The town_code variable contains the correct value:

onati-id20059

The result is incorrect for:

OTSAURTE (ZEGAMA) code=Zegama-id20025 ville=ZEGAMA tameteo=http://www.tameteo.com/meteo_Zegama-Europe-Espagne-Guipuscoa--1-3385.html

The town_code variable contains the incorrect value:

Zegama-id20025 ville=ZEGAMA

Any help is welcome.

CarloM · October 17, 2013, 7:17am

I haven't used Qt, but I believe it's:
code= - the literal code= , followed by
(.+) - one or more of any character as bracket expression #1, followed by
\\s - whitespace (normally just \s , but I assume it's escaped for C++ strings)
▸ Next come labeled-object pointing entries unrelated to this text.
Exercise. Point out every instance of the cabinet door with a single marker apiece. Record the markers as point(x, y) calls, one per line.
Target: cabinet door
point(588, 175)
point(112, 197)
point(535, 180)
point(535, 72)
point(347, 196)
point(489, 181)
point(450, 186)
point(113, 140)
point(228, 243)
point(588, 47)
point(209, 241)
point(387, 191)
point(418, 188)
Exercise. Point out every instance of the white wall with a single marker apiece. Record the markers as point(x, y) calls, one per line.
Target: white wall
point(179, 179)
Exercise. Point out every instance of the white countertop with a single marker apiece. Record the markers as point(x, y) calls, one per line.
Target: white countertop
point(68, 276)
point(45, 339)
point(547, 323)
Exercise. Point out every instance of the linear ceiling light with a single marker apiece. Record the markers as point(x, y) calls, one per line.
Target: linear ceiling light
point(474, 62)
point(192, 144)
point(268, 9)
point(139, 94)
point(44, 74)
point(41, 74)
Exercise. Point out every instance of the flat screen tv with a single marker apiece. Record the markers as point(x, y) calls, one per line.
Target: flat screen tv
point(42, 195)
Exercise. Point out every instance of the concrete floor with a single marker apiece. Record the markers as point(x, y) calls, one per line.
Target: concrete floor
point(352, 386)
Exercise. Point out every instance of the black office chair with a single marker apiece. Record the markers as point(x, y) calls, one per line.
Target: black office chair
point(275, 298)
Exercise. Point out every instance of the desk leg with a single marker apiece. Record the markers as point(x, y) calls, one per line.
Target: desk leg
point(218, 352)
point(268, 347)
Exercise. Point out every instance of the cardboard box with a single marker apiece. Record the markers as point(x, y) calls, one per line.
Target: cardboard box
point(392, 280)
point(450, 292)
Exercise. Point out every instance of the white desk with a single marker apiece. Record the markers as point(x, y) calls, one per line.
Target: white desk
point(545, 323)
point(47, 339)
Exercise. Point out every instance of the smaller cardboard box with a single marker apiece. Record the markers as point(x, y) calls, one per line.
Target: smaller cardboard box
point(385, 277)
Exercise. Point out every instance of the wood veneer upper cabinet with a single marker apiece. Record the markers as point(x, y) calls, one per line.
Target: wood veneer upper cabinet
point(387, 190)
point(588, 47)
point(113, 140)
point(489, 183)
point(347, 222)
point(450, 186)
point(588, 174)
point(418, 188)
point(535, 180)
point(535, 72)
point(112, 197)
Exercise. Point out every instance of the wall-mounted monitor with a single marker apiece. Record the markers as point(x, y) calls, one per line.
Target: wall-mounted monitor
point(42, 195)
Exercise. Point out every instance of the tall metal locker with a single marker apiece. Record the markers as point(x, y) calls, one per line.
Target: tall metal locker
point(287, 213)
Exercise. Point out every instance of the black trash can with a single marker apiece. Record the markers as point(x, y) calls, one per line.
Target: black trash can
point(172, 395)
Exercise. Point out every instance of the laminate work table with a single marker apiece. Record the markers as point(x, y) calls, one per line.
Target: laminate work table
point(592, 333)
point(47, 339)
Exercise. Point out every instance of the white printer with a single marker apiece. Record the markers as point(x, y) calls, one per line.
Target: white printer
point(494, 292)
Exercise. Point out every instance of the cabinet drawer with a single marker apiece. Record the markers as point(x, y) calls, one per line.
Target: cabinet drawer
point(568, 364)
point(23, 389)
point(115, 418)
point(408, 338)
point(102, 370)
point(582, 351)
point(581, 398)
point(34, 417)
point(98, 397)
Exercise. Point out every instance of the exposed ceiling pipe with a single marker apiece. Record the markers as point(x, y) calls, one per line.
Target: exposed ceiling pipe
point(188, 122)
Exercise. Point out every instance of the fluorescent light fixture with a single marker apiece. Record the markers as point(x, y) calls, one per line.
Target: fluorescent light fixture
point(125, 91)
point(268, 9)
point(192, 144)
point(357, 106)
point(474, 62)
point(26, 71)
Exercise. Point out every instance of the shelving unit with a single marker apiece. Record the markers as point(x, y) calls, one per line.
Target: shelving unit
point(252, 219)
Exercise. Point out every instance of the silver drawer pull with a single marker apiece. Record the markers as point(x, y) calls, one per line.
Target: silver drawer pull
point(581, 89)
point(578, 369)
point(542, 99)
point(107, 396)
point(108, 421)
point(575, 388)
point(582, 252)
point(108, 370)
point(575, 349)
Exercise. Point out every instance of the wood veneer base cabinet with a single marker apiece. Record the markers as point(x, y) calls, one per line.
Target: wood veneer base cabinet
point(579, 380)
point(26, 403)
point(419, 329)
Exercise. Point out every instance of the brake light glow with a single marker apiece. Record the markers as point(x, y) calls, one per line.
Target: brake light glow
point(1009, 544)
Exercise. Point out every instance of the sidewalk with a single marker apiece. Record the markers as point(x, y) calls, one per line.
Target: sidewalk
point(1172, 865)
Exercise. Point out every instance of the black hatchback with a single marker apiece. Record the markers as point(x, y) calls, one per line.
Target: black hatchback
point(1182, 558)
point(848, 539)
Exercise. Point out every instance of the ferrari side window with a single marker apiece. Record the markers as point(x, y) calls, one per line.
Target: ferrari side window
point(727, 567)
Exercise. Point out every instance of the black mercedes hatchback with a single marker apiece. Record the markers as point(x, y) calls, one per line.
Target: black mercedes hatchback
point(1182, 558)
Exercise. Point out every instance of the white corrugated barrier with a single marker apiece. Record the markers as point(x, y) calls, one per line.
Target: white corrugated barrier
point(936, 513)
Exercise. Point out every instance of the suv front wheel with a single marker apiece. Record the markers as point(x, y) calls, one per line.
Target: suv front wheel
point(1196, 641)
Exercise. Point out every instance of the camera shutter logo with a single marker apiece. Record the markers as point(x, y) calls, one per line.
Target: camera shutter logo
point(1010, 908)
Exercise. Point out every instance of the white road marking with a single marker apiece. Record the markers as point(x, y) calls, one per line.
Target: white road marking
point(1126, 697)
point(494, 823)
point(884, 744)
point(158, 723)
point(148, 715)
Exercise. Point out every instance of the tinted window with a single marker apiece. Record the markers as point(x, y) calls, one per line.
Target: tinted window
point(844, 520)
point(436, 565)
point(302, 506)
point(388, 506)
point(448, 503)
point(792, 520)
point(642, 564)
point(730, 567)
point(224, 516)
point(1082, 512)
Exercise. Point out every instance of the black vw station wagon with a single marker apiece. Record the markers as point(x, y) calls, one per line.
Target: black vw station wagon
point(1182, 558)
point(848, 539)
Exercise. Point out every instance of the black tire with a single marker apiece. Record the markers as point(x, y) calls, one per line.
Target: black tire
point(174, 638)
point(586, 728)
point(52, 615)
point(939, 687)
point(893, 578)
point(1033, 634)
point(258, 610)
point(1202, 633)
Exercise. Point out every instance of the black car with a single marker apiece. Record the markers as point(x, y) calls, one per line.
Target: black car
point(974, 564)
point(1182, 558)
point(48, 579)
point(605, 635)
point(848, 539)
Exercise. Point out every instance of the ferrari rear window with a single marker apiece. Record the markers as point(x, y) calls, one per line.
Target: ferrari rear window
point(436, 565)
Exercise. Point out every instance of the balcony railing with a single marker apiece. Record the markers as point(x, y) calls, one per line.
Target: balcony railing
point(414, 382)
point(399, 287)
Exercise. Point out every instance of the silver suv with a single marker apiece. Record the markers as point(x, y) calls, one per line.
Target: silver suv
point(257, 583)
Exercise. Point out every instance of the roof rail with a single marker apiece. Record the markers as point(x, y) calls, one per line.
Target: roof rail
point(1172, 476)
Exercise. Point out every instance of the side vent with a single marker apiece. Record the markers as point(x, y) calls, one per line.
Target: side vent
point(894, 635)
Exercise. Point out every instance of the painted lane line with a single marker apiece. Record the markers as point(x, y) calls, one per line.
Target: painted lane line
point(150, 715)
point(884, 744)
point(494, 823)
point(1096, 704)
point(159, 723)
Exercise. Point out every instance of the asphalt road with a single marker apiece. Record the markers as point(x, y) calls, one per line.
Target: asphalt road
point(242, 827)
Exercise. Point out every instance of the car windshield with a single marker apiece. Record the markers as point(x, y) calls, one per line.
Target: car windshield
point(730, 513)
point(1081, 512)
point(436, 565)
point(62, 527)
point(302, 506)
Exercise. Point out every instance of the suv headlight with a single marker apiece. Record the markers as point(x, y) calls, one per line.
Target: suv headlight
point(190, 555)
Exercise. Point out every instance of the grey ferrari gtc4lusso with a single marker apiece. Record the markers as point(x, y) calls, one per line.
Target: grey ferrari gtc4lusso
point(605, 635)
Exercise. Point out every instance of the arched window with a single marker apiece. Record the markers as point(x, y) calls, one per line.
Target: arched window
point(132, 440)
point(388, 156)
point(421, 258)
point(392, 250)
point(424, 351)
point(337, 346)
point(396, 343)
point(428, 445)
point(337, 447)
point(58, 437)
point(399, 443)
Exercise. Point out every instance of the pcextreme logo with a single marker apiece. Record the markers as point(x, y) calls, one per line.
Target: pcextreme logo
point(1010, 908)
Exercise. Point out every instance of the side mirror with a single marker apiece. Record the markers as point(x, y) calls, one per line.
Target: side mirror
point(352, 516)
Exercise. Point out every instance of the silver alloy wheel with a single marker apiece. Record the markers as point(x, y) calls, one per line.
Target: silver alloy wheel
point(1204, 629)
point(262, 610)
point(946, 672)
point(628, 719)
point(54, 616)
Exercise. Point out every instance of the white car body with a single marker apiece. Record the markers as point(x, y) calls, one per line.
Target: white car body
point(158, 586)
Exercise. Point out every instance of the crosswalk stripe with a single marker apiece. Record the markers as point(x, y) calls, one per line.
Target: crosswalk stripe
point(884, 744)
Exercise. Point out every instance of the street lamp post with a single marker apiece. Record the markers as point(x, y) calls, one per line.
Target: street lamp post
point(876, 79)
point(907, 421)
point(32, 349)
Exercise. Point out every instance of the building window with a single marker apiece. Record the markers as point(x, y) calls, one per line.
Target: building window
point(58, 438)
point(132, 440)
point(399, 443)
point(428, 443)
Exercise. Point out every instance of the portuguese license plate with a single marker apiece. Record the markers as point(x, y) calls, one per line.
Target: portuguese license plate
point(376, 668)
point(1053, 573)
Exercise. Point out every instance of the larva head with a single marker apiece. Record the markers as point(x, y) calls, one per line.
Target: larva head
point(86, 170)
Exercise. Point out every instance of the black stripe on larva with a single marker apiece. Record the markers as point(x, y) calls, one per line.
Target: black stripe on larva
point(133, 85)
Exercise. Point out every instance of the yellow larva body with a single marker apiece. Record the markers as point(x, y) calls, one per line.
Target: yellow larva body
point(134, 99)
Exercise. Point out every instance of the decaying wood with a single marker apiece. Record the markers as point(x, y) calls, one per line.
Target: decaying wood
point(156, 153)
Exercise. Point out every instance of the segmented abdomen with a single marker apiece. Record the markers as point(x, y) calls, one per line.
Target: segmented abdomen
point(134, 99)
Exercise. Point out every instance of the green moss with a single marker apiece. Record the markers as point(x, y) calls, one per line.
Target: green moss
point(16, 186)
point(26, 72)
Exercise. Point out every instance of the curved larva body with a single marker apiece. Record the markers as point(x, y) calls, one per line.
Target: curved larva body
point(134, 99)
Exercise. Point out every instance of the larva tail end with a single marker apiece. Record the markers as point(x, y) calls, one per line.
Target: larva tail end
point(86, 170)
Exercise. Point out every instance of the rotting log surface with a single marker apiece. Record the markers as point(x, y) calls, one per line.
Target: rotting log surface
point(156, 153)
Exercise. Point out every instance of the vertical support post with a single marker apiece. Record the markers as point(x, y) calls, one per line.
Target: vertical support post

The bracket expression is so you can extract that matched part afterwards (presumably by match.catured(1) ).

EDIT: Your regex is matching too much - a regular expression will consume as much of the string as it can. In this case, that's anything from code= up to (but excluding) the last word on the line.

Rather than using (.+) to match any character, try using ([^\\s]+) to match non-whitespace characters (as in the earlier sed suggestions).

jcdole · October 17, 2013, 8:59am

Great.

Seems working on some tries
.
Thank you very much.

But could you explain the syntax.

CarloM · October 17, 2013, 9:49am

[^\\s] defines an inverse character set - i.e. match any character except those specified (in this case, match anything except whitespace).

jcdole · November 6, 2013, 1:31pm

Thank you for taking time for helping.